Retinal Thickness and Microvascular Changes in Children With Sickle Cell Disease Evaluated by Optical Coherence Tomography (OCT) and OCT Angiography.

机构信息

Retina Division, Wilmer Eye Institute, Johns Hopkins University School of Medicine, Baltimore, Maryland, USA.

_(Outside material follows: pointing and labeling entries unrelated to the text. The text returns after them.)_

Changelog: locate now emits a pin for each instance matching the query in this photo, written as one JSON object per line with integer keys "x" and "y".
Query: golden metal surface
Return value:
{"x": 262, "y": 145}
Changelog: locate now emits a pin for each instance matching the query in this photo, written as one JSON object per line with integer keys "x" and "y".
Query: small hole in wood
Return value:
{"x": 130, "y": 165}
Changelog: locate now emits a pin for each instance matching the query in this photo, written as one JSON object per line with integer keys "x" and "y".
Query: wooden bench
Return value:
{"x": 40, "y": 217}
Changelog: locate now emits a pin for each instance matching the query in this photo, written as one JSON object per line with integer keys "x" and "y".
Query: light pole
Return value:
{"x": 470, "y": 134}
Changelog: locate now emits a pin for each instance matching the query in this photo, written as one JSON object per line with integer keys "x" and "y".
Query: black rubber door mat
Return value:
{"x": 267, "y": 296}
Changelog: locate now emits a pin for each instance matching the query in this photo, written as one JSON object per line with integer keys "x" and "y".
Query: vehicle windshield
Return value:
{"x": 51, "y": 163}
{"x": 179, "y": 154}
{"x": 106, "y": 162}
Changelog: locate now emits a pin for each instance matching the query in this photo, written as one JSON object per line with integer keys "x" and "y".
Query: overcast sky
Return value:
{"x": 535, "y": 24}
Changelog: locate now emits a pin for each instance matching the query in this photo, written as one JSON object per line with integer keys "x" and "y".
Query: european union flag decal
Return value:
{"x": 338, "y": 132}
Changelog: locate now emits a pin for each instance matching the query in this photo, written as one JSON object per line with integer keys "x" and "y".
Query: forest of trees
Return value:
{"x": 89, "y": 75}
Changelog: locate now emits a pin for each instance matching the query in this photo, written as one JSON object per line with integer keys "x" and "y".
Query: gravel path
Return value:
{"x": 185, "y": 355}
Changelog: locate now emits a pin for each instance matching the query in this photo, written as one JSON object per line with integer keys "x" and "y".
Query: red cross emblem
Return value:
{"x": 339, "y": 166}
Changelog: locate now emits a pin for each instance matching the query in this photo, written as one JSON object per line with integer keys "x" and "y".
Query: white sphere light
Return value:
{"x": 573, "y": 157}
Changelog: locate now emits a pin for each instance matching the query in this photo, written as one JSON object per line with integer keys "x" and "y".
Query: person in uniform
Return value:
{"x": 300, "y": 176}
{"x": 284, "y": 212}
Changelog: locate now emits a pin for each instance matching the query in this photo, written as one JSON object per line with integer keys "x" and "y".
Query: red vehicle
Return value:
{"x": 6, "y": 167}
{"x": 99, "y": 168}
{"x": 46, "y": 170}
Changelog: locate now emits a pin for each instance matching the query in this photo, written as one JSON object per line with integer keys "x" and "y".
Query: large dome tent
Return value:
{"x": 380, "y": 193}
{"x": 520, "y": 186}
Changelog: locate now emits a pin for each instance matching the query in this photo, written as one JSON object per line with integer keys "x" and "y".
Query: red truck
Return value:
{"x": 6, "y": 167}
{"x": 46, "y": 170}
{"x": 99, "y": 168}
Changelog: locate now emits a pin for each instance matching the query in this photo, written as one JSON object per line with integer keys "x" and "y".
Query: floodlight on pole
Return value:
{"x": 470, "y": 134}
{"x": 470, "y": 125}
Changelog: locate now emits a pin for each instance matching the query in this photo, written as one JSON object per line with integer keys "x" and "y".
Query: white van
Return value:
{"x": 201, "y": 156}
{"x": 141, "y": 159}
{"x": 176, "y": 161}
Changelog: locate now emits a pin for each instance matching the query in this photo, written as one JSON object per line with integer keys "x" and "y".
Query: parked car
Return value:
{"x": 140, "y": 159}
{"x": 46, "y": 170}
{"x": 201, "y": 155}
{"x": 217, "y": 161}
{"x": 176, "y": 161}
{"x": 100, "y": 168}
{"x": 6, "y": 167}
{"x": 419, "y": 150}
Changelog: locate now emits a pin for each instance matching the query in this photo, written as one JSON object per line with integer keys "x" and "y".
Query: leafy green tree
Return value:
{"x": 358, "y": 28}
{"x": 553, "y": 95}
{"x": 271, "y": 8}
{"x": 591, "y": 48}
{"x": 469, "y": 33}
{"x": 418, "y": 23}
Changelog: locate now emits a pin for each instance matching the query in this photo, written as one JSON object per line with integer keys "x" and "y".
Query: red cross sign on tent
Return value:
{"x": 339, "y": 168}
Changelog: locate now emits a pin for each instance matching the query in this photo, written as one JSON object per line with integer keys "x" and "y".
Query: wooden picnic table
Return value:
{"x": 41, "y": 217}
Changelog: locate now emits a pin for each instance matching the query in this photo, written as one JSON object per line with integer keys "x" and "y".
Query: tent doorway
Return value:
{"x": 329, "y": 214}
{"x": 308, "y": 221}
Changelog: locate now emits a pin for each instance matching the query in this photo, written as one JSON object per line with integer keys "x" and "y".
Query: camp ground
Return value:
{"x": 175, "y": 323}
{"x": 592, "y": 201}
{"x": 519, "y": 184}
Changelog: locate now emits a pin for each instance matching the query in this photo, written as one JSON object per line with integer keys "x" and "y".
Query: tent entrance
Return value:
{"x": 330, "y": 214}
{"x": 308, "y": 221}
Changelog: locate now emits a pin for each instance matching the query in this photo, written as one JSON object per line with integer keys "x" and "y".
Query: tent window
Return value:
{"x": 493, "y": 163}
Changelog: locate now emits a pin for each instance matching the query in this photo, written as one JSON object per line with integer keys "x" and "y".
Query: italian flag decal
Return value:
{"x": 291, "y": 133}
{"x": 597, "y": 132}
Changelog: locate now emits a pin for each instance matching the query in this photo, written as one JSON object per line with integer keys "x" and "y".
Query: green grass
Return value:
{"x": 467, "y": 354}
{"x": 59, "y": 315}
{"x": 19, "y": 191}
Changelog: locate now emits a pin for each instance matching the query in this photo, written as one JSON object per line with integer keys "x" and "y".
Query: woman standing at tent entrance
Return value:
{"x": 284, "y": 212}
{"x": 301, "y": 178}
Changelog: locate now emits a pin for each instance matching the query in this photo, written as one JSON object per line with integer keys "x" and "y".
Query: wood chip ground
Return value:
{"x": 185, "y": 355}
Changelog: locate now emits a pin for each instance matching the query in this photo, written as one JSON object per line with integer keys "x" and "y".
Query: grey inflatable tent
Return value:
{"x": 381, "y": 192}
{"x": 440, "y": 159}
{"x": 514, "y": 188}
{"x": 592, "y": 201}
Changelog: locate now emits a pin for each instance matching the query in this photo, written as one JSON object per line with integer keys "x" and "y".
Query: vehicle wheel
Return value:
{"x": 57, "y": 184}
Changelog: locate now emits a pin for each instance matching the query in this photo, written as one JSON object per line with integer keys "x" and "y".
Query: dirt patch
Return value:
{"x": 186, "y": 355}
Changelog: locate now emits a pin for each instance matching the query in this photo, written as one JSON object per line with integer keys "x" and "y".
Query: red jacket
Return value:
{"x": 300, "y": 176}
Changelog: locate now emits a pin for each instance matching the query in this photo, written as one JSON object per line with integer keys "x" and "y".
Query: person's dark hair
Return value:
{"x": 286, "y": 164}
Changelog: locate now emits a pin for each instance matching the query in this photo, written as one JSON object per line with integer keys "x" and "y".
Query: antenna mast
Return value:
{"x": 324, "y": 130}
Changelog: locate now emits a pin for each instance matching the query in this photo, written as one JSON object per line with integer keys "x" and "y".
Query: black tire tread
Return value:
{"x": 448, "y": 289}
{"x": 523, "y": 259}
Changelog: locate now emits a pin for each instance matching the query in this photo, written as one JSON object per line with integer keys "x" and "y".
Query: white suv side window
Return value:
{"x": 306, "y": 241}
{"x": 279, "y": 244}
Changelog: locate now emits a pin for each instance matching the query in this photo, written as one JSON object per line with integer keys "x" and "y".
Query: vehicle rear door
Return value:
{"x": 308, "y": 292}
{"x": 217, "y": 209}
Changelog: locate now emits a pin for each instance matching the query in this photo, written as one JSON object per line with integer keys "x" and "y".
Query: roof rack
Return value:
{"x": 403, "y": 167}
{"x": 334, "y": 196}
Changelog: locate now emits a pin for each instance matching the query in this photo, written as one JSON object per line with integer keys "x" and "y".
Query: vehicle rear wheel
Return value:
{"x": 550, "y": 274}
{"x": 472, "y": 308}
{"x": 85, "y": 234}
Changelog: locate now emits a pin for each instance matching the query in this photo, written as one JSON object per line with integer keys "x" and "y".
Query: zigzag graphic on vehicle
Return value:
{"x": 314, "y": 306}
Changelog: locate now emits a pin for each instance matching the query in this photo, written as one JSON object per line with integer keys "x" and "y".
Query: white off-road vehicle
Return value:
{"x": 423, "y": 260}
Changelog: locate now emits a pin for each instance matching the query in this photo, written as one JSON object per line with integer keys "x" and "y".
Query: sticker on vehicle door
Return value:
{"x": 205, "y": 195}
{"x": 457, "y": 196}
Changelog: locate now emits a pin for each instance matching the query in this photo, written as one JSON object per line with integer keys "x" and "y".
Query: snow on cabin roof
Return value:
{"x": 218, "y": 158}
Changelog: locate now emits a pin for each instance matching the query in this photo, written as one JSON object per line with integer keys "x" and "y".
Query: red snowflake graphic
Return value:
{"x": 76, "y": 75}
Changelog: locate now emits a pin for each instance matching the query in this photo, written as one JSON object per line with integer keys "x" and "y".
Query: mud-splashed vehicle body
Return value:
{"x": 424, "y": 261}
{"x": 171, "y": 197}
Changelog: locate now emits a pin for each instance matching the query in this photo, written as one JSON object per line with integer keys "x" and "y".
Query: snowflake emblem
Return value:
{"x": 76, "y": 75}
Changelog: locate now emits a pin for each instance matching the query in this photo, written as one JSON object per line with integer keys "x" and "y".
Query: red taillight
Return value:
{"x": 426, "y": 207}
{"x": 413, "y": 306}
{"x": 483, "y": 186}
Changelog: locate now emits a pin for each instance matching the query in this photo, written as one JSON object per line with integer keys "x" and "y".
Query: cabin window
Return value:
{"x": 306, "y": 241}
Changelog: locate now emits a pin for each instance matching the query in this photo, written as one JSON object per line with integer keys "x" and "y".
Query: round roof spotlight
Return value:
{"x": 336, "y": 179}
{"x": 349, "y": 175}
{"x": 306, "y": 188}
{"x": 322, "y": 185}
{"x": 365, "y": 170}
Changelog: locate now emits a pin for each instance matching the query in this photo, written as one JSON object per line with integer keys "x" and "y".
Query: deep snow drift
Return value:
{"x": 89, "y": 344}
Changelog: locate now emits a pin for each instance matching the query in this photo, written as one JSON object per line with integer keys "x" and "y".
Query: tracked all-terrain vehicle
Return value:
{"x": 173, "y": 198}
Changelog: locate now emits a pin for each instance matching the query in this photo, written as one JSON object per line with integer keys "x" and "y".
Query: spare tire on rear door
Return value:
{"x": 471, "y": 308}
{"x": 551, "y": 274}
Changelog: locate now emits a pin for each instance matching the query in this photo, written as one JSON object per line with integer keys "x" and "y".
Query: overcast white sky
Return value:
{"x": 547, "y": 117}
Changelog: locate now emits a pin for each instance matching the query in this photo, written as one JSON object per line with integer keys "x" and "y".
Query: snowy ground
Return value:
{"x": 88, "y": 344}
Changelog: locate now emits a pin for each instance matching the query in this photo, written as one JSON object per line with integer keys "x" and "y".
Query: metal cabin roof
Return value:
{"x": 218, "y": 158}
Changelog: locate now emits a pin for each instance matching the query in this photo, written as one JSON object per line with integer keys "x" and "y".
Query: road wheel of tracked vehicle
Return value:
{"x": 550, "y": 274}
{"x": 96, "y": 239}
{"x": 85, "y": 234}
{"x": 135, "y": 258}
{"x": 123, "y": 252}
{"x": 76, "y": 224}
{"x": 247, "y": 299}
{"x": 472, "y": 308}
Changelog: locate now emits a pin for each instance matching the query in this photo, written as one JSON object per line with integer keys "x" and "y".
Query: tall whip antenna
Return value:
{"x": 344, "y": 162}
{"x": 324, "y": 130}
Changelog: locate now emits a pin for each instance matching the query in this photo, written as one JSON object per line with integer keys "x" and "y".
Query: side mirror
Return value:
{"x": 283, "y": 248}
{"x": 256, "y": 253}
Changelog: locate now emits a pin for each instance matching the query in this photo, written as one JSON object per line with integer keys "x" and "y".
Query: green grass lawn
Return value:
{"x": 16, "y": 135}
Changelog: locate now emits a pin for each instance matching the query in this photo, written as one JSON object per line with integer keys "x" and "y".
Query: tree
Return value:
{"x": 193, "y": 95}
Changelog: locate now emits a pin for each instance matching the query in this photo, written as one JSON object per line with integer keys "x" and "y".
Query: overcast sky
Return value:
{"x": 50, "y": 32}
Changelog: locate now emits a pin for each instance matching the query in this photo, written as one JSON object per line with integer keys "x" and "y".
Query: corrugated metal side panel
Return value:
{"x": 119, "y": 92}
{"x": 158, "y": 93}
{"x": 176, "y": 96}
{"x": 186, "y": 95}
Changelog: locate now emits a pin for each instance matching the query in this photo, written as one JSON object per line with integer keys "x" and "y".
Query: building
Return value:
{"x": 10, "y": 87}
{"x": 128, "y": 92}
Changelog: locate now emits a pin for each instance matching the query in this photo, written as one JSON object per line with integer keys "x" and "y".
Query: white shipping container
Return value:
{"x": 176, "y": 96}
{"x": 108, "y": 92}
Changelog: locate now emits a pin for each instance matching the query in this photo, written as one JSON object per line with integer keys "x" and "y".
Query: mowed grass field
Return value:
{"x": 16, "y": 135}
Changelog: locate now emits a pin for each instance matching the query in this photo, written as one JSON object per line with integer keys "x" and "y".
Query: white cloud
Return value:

Wilmer Biostats Center, Department of Biostatistics, Johns Hopkins University, Baltimore, Maryland, USA.

出版信息

Am J Ophthalmol. 2020 Jan;209:88-98. doi: 10.1016/j.ajo.2019.08.019. Epub 2019 Aug 29.

Abstract

PURPOSE

To compare the severity of macular vascular changes in children with sickle cell disease (SCD) vs age- and race-matched controls.

DESIGN

Cross-sectional study.

METHODS

Children (<18 years old) with HbSS and HbS variant (HbSC and HbS thalassemia) genotypes, and their age- and race-matched controls, were recruited between January 2017 and December 2018. All subjects underwent optical coherence tomography angiography (OCTA) scans centered on the fovea and temporal macula. Retinal thickness, superficial capillary plexus (SCP) and deep capillary plexus (DCP) vessel density (VD), and foveal avascular zone (FAZ) size were measured and compared between HbSS and HbS variant vs controls.

RESULTS

Thirty-four HbSS, 34 HbS variant (Goldberg staging 0-3 for SCD eyes), and 24 control eyes (total 48 children, aged 5-17 years) were included. Total VD (3-mm ETDRS circle) was lower in HbS variant eyes than in controls for both the SCP (42.9% vs 47.7%, P = .02) and DCP (47.4% vs 52.6%, P = .01). In HbSS eyes, VD was lower in the DCP (47.7%, P = .008) but not in the SCP (45.5%, P = .5), compared to controls. A higher proportion of HbSS (n = 18, 55%) than HbS variant eyes (n = 9, 26%) had pathologic areas of retinal thinning associated with SCP and DCP flow loss (P = .03). However, retinal thickness measurements and FAZ size did not differ between either HbSS or HbS variant group vs controls.

CONCLUSIONS

Children with SCD have similar retinal thickness but less dense vasculature on OCTA compared to age and race-matched controls, suggesting that microvascular insult may precede structural thinning.

摘要

目的

比较镰状细胞病(SCD)患儿与年龄和种族匹配的对照组之间黄斑血管变化的严重程度。

设计

横断面研究。

方法

2017 年 1 月至 2018 年 12 月期间,招募了 HbSS 和 HbS 变异体(HbSC 和 HbS 地中海贫血)基因型的儿童(<18 岁)及其年龄和种族匹配的对照组。所有受试者均接受了黄斑中心凹和颞侧黄斑的光学相干断层扫描血管造影(OCTA)扫描。测量并比较了 HbSS 和 HbS 变异体与对照组之间视网膜厚度、浅层毛细血管丛(SCP)和深层毛细血管丛(DCP)血管密度(VD)以及中心凹无血管区(FAZ)大小。

结果

共纳入 34 例 HbSS、34 例 HbS 变异体(SCD 眼 Goldberg 分期 0-3)和 24 例对照组(共 48 例儿童,年龄 5-17 岁)。与对照组相比,HbS 变异体眼的 SCP(42.9%比 47.7%,P=.02)和 DCP(47.4%比 52.6%,P=.01)的总 VD(3mm ETDRS 环)均较低。与对照组相比,HbSS 眼的 DCP(47.7%,P=.008)而非 SCP(45.5%,P=.5)的 VD 较低。与 HbS 变异体眼(n=9,26%)相比,更多的 HbSS 眼(n=18,55%)存在与 SCP 和 DCP 血流丧失相关的视网膜变薄的病理性区域(P=.03)。然而,HbSS 或 HbS 变异体组与对照组之间的视网膜厚度测量和 FAZ 大小均无差异。

结论

与年龄和种族匹配的对照组相比,SCD 患儿的视网膜厚度相似,但 OCTA 上的血管密度较低,提示微血管损伤可能先于结构变薄。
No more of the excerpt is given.